The House of the Seven Gables
Nathaniel Hawthorne
Contributed by Marinda Dreiling

The House of the Seven Gables is the central organizing symbol of this novel. It stands for the Pyncheon family as a whole: the Pyncheon family’s fight with Matthew Maule, the past, and the Pyncheon family’s evil fate. 

Born in Salem, Massachusetts in 1804, Nathaniel Hawthorne was a descendant of one Judge Hathorne who had been a member of the tribunal that sentenced 20 people to death for witchcraft in 1692. As readers of The House of the Seven Gables will soon discover, the family history loomed large in Hawthorne’s mind. He was raised as a strict Puritan, leaving the young Hawthorne with a vivid sense of the total depravity of a fallen and sinful humanity-a theme that surfaces time and again in his work. Indeed, "much of Hawthorne’s fiction made his readers rethink and reexamine the Puritan past" (Hans P. Guth and Gabriele L. Rico, Discovering Literature, Compact Edition; Upper Saddle River, NJ: Prentice Hall, 2000; p. 187). Such reexamination encompassed both Puritanism’s negative and positive legacies.

 Part of Hawthorne’s personal coming to terms with his family’s historical and theological legacy involved his experimentation at Brook Farm, a progressive commune that attracted many of the brightest thinkers of Hawthorne’s day. After about six months, however, he found that he did not fully embrace the idealistic, optimistic, transcendentalist stance of this community.

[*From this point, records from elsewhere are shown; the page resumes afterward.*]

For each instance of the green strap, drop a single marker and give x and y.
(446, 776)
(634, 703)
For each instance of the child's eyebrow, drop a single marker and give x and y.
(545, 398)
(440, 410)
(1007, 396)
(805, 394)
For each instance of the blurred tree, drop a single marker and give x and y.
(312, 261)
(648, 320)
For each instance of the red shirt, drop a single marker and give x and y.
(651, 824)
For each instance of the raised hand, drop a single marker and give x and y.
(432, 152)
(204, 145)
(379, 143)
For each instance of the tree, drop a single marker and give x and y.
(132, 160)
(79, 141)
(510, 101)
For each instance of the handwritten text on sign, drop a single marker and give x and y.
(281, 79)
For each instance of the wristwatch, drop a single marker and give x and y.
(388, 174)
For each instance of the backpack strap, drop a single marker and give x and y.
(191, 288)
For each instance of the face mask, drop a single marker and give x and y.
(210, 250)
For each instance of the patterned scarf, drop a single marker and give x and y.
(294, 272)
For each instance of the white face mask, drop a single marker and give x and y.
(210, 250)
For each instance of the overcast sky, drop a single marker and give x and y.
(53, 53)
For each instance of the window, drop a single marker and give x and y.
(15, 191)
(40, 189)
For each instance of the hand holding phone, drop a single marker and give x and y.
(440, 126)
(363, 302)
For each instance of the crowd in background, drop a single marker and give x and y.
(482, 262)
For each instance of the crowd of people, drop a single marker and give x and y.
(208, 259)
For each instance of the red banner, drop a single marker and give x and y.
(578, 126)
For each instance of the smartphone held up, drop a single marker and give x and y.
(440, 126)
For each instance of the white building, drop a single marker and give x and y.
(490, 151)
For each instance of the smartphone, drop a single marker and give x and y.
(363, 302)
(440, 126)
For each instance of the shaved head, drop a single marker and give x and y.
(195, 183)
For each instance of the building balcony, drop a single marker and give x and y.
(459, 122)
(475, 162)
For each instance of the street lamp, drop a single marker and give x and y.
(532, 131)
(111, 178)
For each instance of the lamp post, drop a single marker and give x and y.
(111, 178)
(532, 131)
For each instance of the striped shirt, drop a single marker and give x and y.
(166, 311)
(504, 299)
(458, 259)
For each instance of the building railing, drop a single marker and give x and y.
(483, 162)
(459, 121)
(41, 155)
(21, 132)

Hawthorne and his wife Sophia-upon whom many critics speculate the character of Phoebe in The House of the Seven Gables may be modeled-settled in Salem in 1842, where Hawthorne resumed his previously unsuccessful efforts to support himself as a writer. And although he did have to take a job as surveyor at Salem’s port, his literary fortunes also fared better. His novel The Scarlet Letter (1850) is still considered a foundational masterpiece of American literature. The House of the Seven Gables followed in 1851. Other novels and short stories succeeded these two masterpieces. Additionally, he served as consul in Liverpool, England because of his connection-college friend-to President Franklin Pierce. Another of Hawthorne’s notable friends was Herman Melville, author of Moby-Dick; in fact, Melville dedicated the novel to Hawthorne.

Hawthorne died in 1864 while on a mountain trip with Franklin Pierce.